Questa, ricordata da Fubini, è la pura e semplicissima verità dei fatti. Ma più che di una mancata assunzione di responsabilità bisognerebbe parlare di una piena assunzione di irresponsabilità, da parte della politica e anche di gran parte del giornalismo, degli industriali e della cosiddetta società civile.
Ogni giorno che passa, infatti, si scopre una nuova voragine nei conti pubblici, e si apre un dibattito in cui il governo cerca di scaricare ogni responsabilità sull’opposizione e l’opposizione, con l’aiuto di giornali e talk show amici, nega l’evidenza della catastrofe o tenta di ridimensionarla accusando il governo di cercare solo «un alibi».
L’anno scorso il Fatto quotidiano aveva lanciato una campagna contro tutti quei politici che dopo averne fatto l’elogio e chiesto la proroga o l’estensione si erano scagliati contro il Superbonus, a cominciare da Giorgia Meloni, che ancora nel settembre del 2022, in piena campagna elettorale, si diceva pronta «a tutelare i diritti del Superbonus e a migliorare le agevolazioni edilizie».
Il Fatto invitava i lettori a votare «la più grande faccia da Superbonus», ma dovrebbe consegnare il premio al suo direttore, Marco Travaglio, che ieri a Otto e mezzo ha avuto il coraggio di sostenere che il provvedimento avrebbe dovuto essere «a tempo» e «prevedere un décalage» (ma va?) solo che il povero Conte «l’ha varato e dopo otto mesi l’hanno mandato a casa», dunque «Conte l’ha gestito per otto mesi, Draghi l’ha gestito per diciasette mesi».

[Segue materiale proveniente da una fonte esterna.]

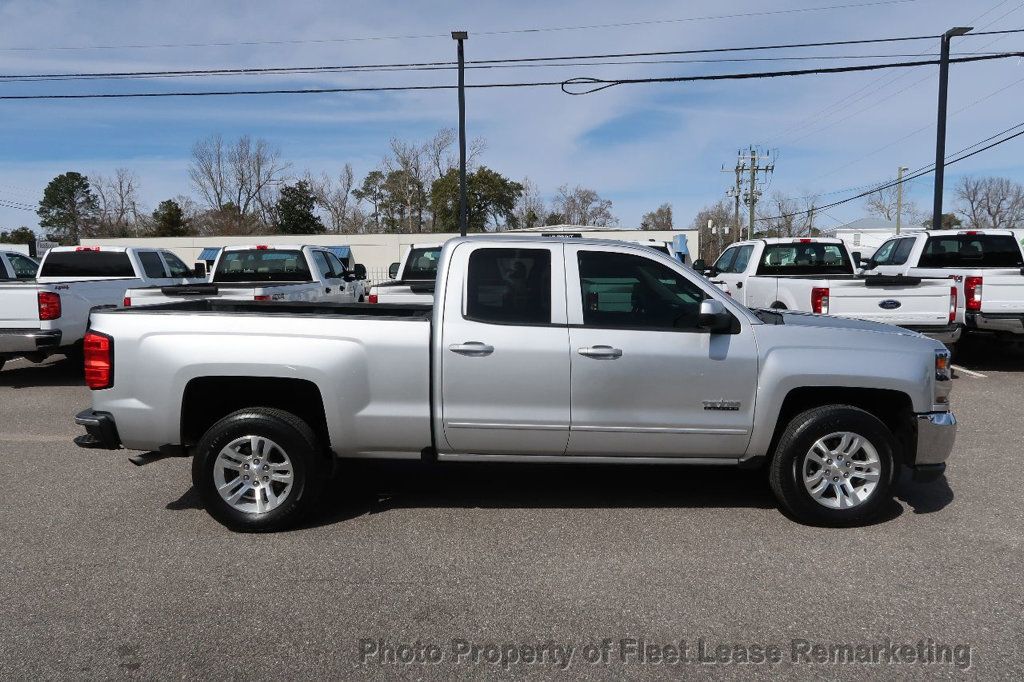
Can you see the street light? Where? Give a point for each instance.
(940, 139)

Dimenticando di dire che in quei diciassette mesi – come ricordava Fubini – Draghi ha provato più volte a intervenire e ha ripetutamente criticato la misura (critiche che non sono state l’ultima delle ragioni della rottura con il Movimento 5 stelle e dunque della caduta del suo governo, forse anche più della questione ucraina) e a fare muro è stata proprio la santa alleanza bipopulista formata dall’intera maggioranza, e come si è visto pure da Fratelli d’Italia, guidata ovviamente dal Movimento 5 stelle e dal Fatto quotidiano.
Che ora gli ideatori e i massimi sostenitori del Superbonus accusino Draghi di non essere riuscito a fermarli dà la misura del livello di degrado raggiunto dal nostro dibattito pubblico. T
uttavia è l’intera vicenda che un giorno andrà studiata come dimostrazione da manuale di quale spirale autodistruttiva possa innescare l’egemonia di un movimento populista, quando non incontri alcun argine né tra i partiti né tra i cosiddetti intellettuali, ma solo innumerevoli tentativi di imitazione.